Usually if the question gives me three points, I will be able to obtain two vector from which I can find the normal vector of the plane (Conducting a cross product of these two vectors).

So where I can find the third point in this question?

The answer key says the right equation is $y=2$ but I am not sure how they obtained this?

Answer 1

General equation of a plane in cartesian form : $$ ax + by + cz = d$$ Given that the plane is parallel to $x$-axis $\Rightarrow a = 0 \Rightarrow$ , the equation becomes $ by + cz = d$, On putting the values $ (4 ,2 ,-1), (2,2,3)$ in the equation, and subtracting one equation from other, you would find $z = 0 \Rightarrow$ The equation is of form $by =d$, On putting the values in the equation you would find $ \dfrac{d}{b} = 2 \Rightarrow$ Equation of the plane is $y =2$

Answer 2

Three methods:

• The plane $\mathbf\pi_2$ is parallel to both the $x$-axis and the direction vector of the line $BC$, so its normal is perpendicular to both of them.
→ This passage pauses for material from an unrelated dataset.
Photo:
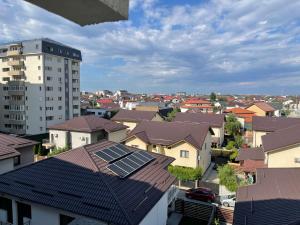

A normal to the plane is therefore $(1,0,0)\times\left((4,2,-1)-(2,2,3)\right)=(1,0,0)\times(2,0,-4)=(0,4,0)$. Take $(0,1,0)$ for simplicity and use the point-normal form of plane equation.

• The plane contains the line through the two given points, which has direction vector $(2,0,-4)$. Two linearly-independent vectors perpendicular to this are $(0,1,0)$ and $(2,0,1)$, so every plane that contain the two points has an equation of the form $(1-\lambda)(y-2)+\lambda(2x-z-7)=0$, or $2\lambda x+(1-\lambda)y+\lambda z=5\lambda+2$, $\lambda\in\mathbb R$. If it’s parallel to the $x$-axis, then the plane’s normal is orthogonal to $(1,0,0)$. Taking the dot product yields the equation $2\lambda=0$, so the equation of the sought-after plane is $y=2$.

• Passing to homogeneous coordinates, you already have three points on the plane: the two finite points with homogeneous coordinates $4:2:-1:1$ and $2:2:3:1$, and the point at infinity $1:0:0:0$ corresponding to the direction of the $x$-axis. The plane that contains them is therefore a null vector of the matrix $$\begin{bmatrix}1&0&0&0\\4&2&-1&1\\2&2&3&1\end{bmatrix}.$$ Conventional Gaussian elimination yields $0:1:0:-2$, i.e., $y=2$.